Despite the established significance of vitamin D3 in MS, the clinical definition of vitamin D deficiency and what constitutes optimal levels has been the subject of debate. The blood levels of 25(OH)D as suggested by the Endocrine Society for categories of deficient, insufficient, and sufficient are ≤ 20 ng/ml, 21–29 ng/ml, and ≥ 30 ng/ml, respectively [35]. However, a sharp cutoff point of vitamin D3 for MS has not been addressed yet in the literature. In this study, we have determined a vitamin D3 cutoff in relation to CE-MRI and DW-MRI. Based on the Youden index, an optimal cutoff of 23.33 ng/ml was obtained where we perform contrast-based imaging on the patients. Hence, patients with vitamin D3 levels < 23.33 ng/ml are most likely to show Contrast+ lesions with a sensitivity of 83.33% and specificity of 61.29% in their CE-MRI study. Through DW-MRI, we measured a vitamin D3 threshold of 13.8 ng/ml with low specificity (34.78%), but relatively high specificity (82.26%). However, our statistical analyses proved that there is no significant correlation between vitamin D3 deficiency and positive DW-MRI (P = 0.51) and the AUC of the cutoff obtained (AUC = 0.546) fails to discriminate between the DWI groups. Therefore, the cutoff obtained for DWI in terms of vitamin D3 deficiency is of little importance and further investigation is required in this regard.

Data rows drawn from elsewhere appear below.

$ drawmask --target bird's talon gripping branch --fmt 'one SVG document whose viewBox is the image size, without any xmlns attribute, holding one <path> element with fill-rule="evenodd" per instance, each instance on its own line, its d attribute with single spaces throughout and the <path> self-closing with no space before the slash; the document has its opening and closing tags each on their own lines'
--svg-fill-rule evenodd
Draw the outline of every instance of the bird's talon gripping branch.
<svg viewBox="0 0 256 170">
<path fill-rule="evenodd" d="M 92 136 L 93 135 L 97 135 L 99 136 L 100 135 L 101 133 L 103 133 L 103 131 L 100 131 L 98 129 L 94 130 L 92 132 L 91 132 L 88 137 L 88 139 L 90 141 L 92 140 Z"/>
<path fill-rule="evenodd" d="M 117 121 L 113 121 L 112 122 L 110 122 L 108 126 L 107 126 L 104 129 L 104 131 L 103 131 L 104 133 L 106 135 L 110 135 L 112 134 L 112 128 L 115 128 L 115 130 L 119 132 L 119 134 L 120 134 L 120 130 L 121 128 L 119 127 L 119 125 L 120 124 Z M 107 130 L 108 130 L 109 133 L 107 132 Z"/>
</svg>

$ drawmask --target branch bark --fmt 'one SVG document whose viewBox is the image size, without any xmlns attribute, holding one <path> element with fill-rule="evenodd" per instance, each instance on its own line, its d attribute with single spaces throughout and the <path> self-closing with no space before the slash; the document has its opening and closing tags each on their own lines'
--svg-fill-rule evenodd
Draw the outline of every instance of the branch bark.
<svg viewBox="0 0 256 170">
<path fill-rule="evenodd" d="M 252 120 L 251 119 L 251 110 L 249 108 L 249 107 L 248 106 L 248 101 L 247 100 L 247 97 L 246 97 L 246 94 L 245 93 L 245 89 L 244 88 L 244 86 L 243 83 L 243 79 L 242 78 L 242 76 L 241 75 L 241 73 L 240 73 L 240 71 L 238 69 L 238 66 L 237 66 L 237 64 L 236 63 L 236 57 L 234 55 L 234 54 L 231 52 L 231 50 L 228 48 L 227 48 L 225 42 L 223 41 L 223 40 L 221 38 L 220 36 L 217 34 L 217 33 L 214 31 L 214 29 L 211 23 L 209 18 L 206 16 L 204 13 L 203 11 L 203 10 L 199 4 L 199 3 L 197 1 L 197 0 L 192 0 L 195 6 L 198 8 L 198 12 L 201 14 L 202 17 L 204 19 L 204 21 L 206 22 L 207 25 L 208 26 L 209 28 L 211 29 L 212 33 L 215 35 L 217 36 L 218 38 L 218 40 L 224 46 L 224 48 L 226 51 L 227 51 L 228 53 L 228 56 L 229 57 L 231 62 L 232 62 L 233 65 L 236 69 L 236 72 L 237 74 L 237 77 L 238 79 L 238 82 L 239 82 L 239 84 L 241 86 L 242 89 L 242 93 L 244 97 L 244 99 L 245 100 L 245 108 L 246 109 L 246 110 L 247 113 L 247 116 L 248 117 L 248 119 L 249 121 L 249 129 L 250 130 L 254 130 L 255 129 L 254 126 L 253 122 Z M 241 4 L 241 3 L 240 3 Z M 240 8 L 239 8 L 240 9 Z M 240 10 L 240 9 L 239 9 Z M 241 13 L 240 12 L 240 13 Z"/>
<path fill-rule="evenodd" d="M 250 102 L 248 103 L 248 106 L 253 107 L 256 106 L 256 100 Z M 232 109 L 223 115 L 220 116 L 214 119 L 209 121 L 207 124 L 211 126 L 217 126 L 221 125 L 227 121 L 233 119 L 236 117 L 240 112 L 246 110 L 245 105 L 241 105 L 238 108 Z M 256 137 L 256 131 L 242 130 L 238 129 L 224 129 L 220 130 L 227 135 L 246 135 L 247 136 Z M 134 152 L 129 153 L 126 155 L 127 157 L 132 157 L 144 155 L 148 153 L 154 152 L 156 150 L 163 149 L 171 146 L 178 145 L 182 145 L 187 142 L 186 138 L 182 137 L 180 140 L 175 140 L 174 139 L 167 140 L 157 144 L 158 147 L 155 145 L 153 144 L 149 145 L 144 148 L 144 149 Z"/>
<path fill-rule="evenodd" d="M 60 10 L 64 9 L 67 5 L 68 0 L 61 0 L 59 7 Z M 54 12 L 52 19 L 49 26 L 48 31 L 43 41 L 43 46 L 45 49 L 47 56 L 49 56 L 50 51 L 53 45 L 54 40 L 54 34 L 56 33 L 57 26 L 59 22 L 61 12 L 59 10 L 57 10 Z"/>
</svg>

Furthermore, we performed a gender-based analysis to study the vitamin D3 threshold level in male and female patients. Through CE-MRI study, the discrimination of female patients with positive and negative results of CE-MRI was acceptable (AUC = 0.71) based on calculated vitamin D3 cutoff; however, the effect of vitamin D3 in the detection of MS plaques across a male group of CE-MRI, and male and female groups of DW-MRI suggested no discrimination (AUC < 0.7). An optimal cutoff of 23.33 in the female group of CE-MRI had 90.7% sensitivity and 52.38% specificity which was the same cutoff measured in CE-MRI regardless of the gender. This may be due to the fact that the majority of our patients were female and the cutoff obtained is more realistic. (Supplementary data)
In this study, we showed that what threshold of vitamin D3 deficiency is associated with the imaging activity of MS disease. This finding may favor the protective effect of vitamin D3 in inflammatory activities of the disease. Also, if MS patient reports serum vitamin D levels less than 23.33 ng/ml, the CE-MRI detection of MS lesion is possible with the highest sensitivity and specificity. The difference in age and sex distribution, lacking a control group, and absence of patients’ follow-up were the major limitations of the current study. Hence, we recommend the scientists conduct unbiased studies with a larger sample size in this regard.